Jan.27 (GMM/Inautonews.com) Toro Rosso took on an 100 additional staff to cope with the challenge of preparing for the 2016 season.
The Faenza based team’s schedule was thrown into chaos late last year amid the dispute between parent company Red Bull and Renault.
In the end, Red Bull stayed with Renault power for 2015, but the smaller Toro Rosso outfit was left at the eleventh hour with the task of adapting its 2016 car to a Ferrari engine.
“We have 480 people working at Toro Rosso now,” boss Franz Tost told the Italian magazine Autosprint.
“This is because we have three working shifts to build the car, on which work started late,” he explained. “By March we will reduce the number to 380, including those who work in the UK in the wind tunnel.”
When asked if Toro Rosso will be ready for the 2016 season, Tost answered: “Yes, I would like more time, but our technical department has many experienced staff who optimise the time that we have.
“Also, the tests begin later this year than they did in 2015. So I am optimistic.”
Carlos Sainz has been assigned the duty of debuting the STR11 at Barcelona on February 22, the opening day of official winter action.
But a further complication for Toro Rosso is that, in no longer having the same engine supplier, there is now less cooperation that Faenza can do with Red Bull.
“Unfortunately yes,” said Tost. “For example, before we worked together on the hydraulics and now we have to do everything ourselves. Our cooperation will be less intense.”
Toro Rosso is also responsible for its own gearbox.
“We can go to the Ferrari ‘box only in 2017,” said Tost. “When we were looking for a new supplier of engines, the work on the gearbox was already under way.
“Let’s see how the situation develops. If the Ferrari gearbox will be more reliable, practical and cheap, we will use it,” he added.
He would prefer, however, that Toro Rosso and Red Bull can once again move more closely together in the future.
“Perhaps we will go back to using the same engines,” said Tost, “including for reasons of economy.
“Generally, the economic structure of the teams in F1 does not correspond with current (global) trends. Many major automakers are working together, and yet in formula one we spend money in parallel: each team does his own details, has its own wind tunnel.
“We spend huge amounts of money that could be saved through greater cooperation.
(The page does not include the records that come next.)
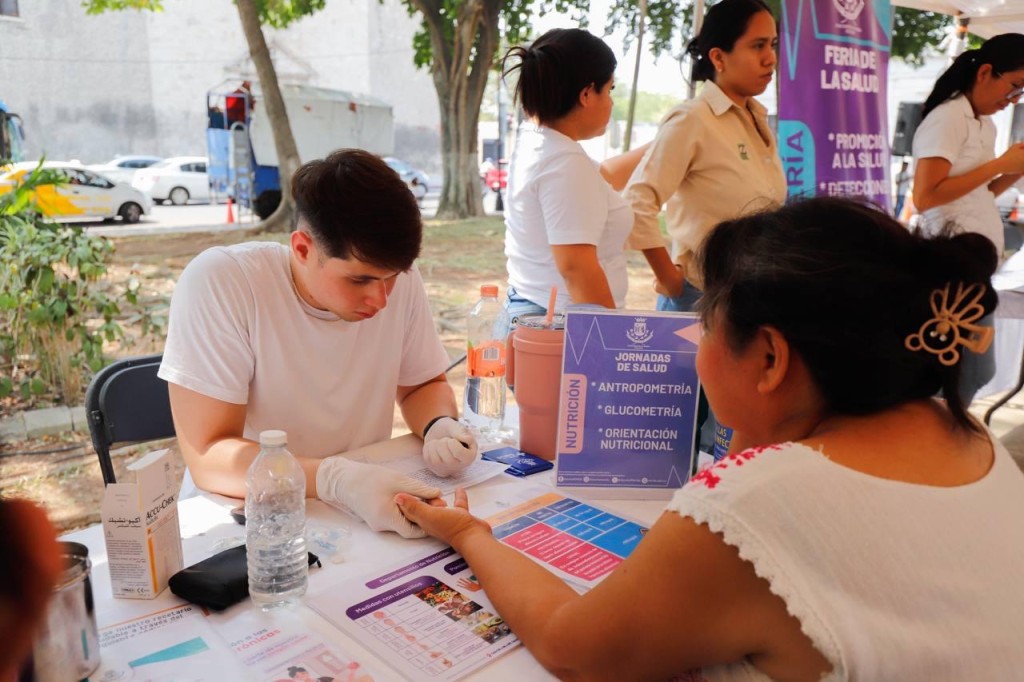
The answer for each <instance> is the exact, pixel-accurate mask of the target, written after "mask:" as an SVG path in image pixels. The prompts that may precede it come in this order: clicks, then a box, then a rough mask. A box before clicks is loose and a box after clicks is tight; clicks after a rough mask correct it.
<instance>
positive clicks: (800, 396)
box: [396, 198, 1024, 682]
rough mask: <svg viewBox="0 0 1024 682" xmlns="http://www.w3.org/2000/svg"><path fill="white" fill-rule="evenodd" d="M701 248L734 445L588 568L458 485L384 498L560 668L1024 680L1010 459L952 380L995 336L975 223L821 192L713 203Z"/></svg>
mask: <svg viewBox="0 0 1024 682" xmlns="http://www.w3.org/2000/svg"><path fill="white" fill-rule="evenodd" d="M695 262H696V263H697V264H698V265H699V266H700V271H701V272H702V274H703V282H702V284H703V286H705V295H703V297H702V298H701V300H700V303H699V304H698V308H699V312H700V316H701V319H702V322H703V326H705V333H703V336H702V337H701V339H700V345H699V350H698V353H697V372H698V373H699V376H700V381H701V383H702V384H703V385H705V386H706V387H707V389H708V398H709V400H710V401H711V404H712V408H713V409H714V410H715V412H716V413H717V414H720V415H722V416H723V417H724V418H726V419H727V420H728V422H729V423H730V424H732V425H733V426H734V428H735V432H736V435H735V440H737V441H742V442H743V443H744V444H745V445H746V446H748V447H749V449H748V450H743V451H741V452H737V453H736V454H733V455H729V456H728V457H726V458H725V459H724V460H722V461H721V462H719V463H717V464H715V465H714V466H712V467H711V468H709V469H705V470H703V471H701V472H700V473H698V474H696V475H695V476H694V477H693V478H692V479H690V481H689V482H688V483H687V484H686V485H684V486H683V487H682V488H680V489H679V491H678V492H676V494H675V497H674V498H673V500H672V502H670V503H669V505H668V507H667V509H666V511H665V513H663V514H662V516H660V518H659V519H658V520H657V521H656V522H655V523H654V525H653V526H652V527H651V528H650V531H649V532H647V535H646V536H645V537H643V538H642V539H640V540H639V541H638V544H637V546H636V548H635V549H634V551H633V553H632V554H631V555H630V556H629V557H628V558H626V559H625V560H624V561H623V562H622V564H621V565H618V566H617V567H616V568H615V570H614V571H612V572H611V573H610V574H609V576H608V577H607V578H606V579H605V580H604V581H603V582H601V584H599V585H598V586H597V587H596V588H594V589H593V590H591V591H589V592H587V593H586V594H583V595H581V594H578V593H577V592H575V591H574V590H572V589H571V588H570V587H569V586H567V585H566V584H565V583H563V582H562V581H561V580H560V579H559V578H558V577H556V576H555V574H553V573H551V572H548V570H546V569H545V568H544V567H543V566H541V565H539V564H537V563H535V562H534V561H532V560H531V559H530V558H529V557H527V556H526V555H525V554H523V553H521V552H519V551H517V550H515V549H513V548H511V547H509V546H507V545H504V544H503V543H501V542H500V541H498V540H496V539H495V537H494V536H493V535H492V529H490V526H489V525H487V524H486V523H485V522H484V521H481V520H479V519H476V518H475V517H473V516H472V515H471V514H470V513H469V508H468V502H467V499H466V494H465V492H464V491H462V489H460V491H458V492H457V493H456V499H455V507H454V508H442V507H432V506H430V505H428V504H425V503H423V502H421V501H420V500H418V499H416V498H413V497H412V496H407V495H399V496H397V497H396V502H397V503H398V506H399V508H400V509H401V510H402V513H403V514H404V515H406V516H407V518H409V519H410V520H411V521H413V522H415V523H417V524H418V525H419V527H421V528H423V529H424V530H426V531H427V532H428V534H430V535H431V536H434V537H436V538H438V539H440V540H442V541H443V542H445V543H449V544H450V545H451V546H452V547H454V548H455V550H456V551H458V552H459V553H460V554H461V555H462V556H463V558H465V560H466V561H467V562H468V563H469V565H470V566H471V567H472V569H473V573H474V574H475V576H476V578H477V579H478V580H479V583H480V585H481V586H482V588H483V589H484V590H485V591H486V594H487V597H488V598H489V599H490V600H492V602H493V603H494V605H495V607H496V608H497V610H498V612H499V613H500V614H501V615H502V617H504V619H505V621H506V622H507V623H508V625H509V627H510V628H511V629H512V631H513V632H515V634H516V635H517V636H518V637H519V639H520V640H521V641H522V642H523V644H524V645H525V646H526V648H527V649H529V651H530V652H531V653H532V654H534V655H535V656H536V657H537V659H538V660H539V662H540V663H541V664H542V665H543V666H544V667H545V668H546V669H548V670H549V671H551V672H552V673H553V674H555V675H557V676H558V677H559V678H561V679H583V680H667V679H670V678H671V679H678V680H690V681H694V682H695V681H697V680H700V681H723V680H729V681H735V682H739V681H744V682H753V681H755V680H769V679H775V680H815V681H816V680H821V679H822V678H824V679H827V680H864V681H865V682H876V681H878V680H1011V679H1015V680H1016V679H1020V676H1021V671H1022V670H1024V647H1022V646H1021V633H1022V632H1024V591H1022V590H1021V588H1020V570H1021V566H1022V565H1024V524H1022V523H1020V522H1019V521H1020V519H1021V518H1024V474H1022V473H1021V471H1020V469H1019V468H1018V467H1017V465H1016V464H1015V462H1014V461H1013V459H1012V458H1011V457H1010V454H1009V453H1008V452H1007V450H1006V447H1004V445H1002V444H1001V443H999V441H998V440H996V439H995V438H994V437H993V436H992V435H991V433H989V432H988V431H986V430H985V429H984V428H983V427H982V426H981V425H980V424H979V423H978V422H977V421H975V420H974V419H973V418H972V417H971V416H970V415H968V413H967V411H966V409H965V406H964V404H963V403H962V402H961V401H959V399H958V397H957V392H956V384H957V382H958V380H959V372H958V369H959V368H958V365H959V363H961V361H963V358H964V357H965V356H969V355H971V354H973V353H976V352H980V351H982V350H984V348H985V346H986V345H987V344H988V343H989V342H990V341H991V336H990V332H986V331H985V329H984V328H982V327H979V326H978V324H977V322H978V318H979V317H980V316H982V315H984V314H985V313H986V312H989V311H991V310H992V308H993V307H994V305H995V300H996V297H995V293H994V292H993V291H992V289H991V287H990V285H989V278H990V276H991V274H992V271H993V270H994V269H995V264H996V258H995V252H994V250H993V249H992V245H991V243H990V242H988V241H987V240H985V239H983V238H981V237H979V236H978V235H973V233H962V235H956V236H949V235H942V236H939V237H935V238H927V237H924V236H923V235H920V233H914V232H910V231H908V230H906V229H905V228H904V227H903V226H902V225H901V224H900V223H898V222H896V220H894V219H893V218H892V217H890V216H888V215H886V214H884V213H882V212H881V211H878V210H877V209H874V208H871V207H866V206H862V205H860V204H857V203H854V202H851V201H848V200H842V199H827V198H821V199H811V200H807V201H804V202H797V203H794V204H792V205H788V206H785V207H783V208H779V209H777V210H774V211H770V212H766V213H760V214H754V215H748V216H744V217H740V218H737V219H735V220H730V221H726V222H723V223H722V224H720V225H719V226H718V227H716V228H715V229H714V230H713V231H712V232H711V235H710V236H709V237H708V239H707V240H706V241H705V242H703V245H702V247H700V250H699V252H698V255H697V257H696V261H695ZM809 310H811V311H813V314H808V311H809ZM940 388H941V389H943V390H944V391H945V393H946V395H947V396H949V397H948V398H947V399H946V400H945V401H943V400H939V399H936V398H935V397H934V395H935V393H936V392H937V391H938V390H939V389H940ZM555 520H557V519H555ZM694 669H699V670H694Z"/></svg>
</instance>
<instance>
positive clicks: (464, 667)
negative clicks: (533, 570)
mask: <svg viewBox="0 0 1024 682" xmlns="http://www.w3.org/2000/svg"><path fill="white" fill-rule="evenodd" d="M306 603H307V604H308V605H309V606H310V607H311V608H312V609H313V610H315V611H316V612H317V613H319V614H321V615H323V616H324V617H325V619H327V620H328V621H329V622H331V623H332V624H333V625H335V626H336V627H338V628H340V629H341V630H342V631H343V632H344V633H345V634H347V635H349V636H350V637H352V638H353V639H355V640H356V641H357V642H359V643H360V644H362V645H364V646H366V647H367V648H368V649H370V650H371V651H373V652H374V653H376V654H377V655H378V656H379V657H380V658H381V659H383V660H386V662H388V664H390V665H391V666H392V667H393V668H394V669H395V670H396V671H397V672H398V673H399V674H400V675H401V677H402V678H403V679H408V680H457V679H459V678H461V677H464V676H466V675H468V674H469V673H471V672H472V671H474V670H477V669H478V668H481V667H482V666H485V665H487V664H488V663H490V662H492V660H494V659H495V658H497V657H498V656H500V655H502V654H503V653H505V652H506V651H509V650H511V649H512V648H514V647H515V646H517V645H518V644H519V640H518V639H517V638H516V637H515V635H513V634H512V632H511V631H510V630H509V627H508V626H507V625H506V624H505V621H504V620H503V619H502V617H501V616H500V615H498V613H497V612H496V611H495V608H494V605H492V603H490V601H489V600H488V599H487V598H486V595H484V594H483V591H482V590H481V589H480V584H479V583H477V582H476V578H475V577H474V576H473V573H472V571H471V570H470V569H469V566H468V565H466V562H465V561H464V560H463V558H462V557H461V556H459V555H458V554H456V552H455V550H453V549H452V548H450V547H449V548H445V549H443V550H441V551H438V552H434V553H432V554H429V555H427V556H424V557H421V558H419V559H414V560H412V561H410V562H409V563H406V564H404V565H400V566H394V567H392V568H391V569H389V570H387V571H385V572H383V573H380V574H376V576H373V577H369V578H367V579H365V580H364V581H360V582H359V583H354V584H353V583H349V582H346V583H344V584H343V585H339V586H331V588H330V589H327V590H322V591H319V592H317V593H316V594H315V595H310V596H309V598H307V600H306Z"/></svg>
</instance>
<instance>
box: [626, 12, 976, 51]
mask: <svg viewBox="0 0 1024 682" xmlns="http://www.w3.org/2000/svg"><path fill="white" fill-rule="evenodd" d="M781 2H782V0H767V4H768V6H769V7H770V8H771V10H772V13H773V14H774V15H775V16H776V17H777V16H780V14H781ZM714 4H715V3H714V1H709V2H708V3H707V6H708V7H709V8H710V7H711V6H712V5H714ZM893 9H894V10H895V11H894V19H893V42H892V56H894V57H898V58H901V59H904V60H906V61H908V62H910V63H915V65H920V63H923V62H924V56H925V55H927V54H928V52H929V51H930V50H934V49H935V48H936V47H937V46H938V45H939V43H940V42H941V41H942V40H943V39H944V38H945V37H946V35H947V34H948V31H949V27H950V26H952V23H953V17H952V16H950V15H948V14H941V13H938V12H925V11H920V10H916V9H908V8H906V7H894V8H893ZM639 14H640V5H639V2H638V1H637V0H614V1H613V2H612V4H611V8H610V13H609V15H608V24H607V32H608V33H611V32H614V31H618V30H622V29H626V30H627V31H628V33H629V36H635V35H636V32H637V27H638V22H639ZM647 17H648V23H647V27H646V29H645V38H644V40H645V42H646V43H647V44H648V45H649V46H650V47H649V49H650V50H651V51H652V52H653V53H654V54H655V55H662V54H666V53H669V54H674V55H676V56H677V57H680V56H682V55H683V51H684V49H685V47H686V43H688V42H689V41H690V39H691V38H692V37H693V2H692V0H651V1H650V2H649V3H648V5H647ZM974 42H975V44H977V39H974ZM626 47H627V48H628V47H629V41H628V40H627V43H626Z"/></svg>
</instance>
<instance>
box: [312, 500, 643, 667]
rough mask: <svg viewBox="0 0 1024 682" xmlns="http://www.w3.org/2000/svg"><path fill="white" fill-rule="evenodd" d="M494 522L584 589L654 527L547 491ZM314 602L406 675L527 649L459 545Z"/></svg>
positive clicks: (350, 584)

Not only that, the cars would be closer together and the races more interesting.
“This is the vision of Dietrich Mateschitz, and thankfully he has proved he is able to look long-term. But there are teams with a technical advantage that are opposed to any form of cooperation.
“As for us, the technical collaboration with Red Bull is crucial for the future,” he added.
What Tost is not worried about, he insists, is that Toro Rosso is having to use the so-called ‘old’ Ferrari engine this year.
“I do not think this engine is so old,” said the Austrian, “as in the last race of last season, it was almost equal to the best.”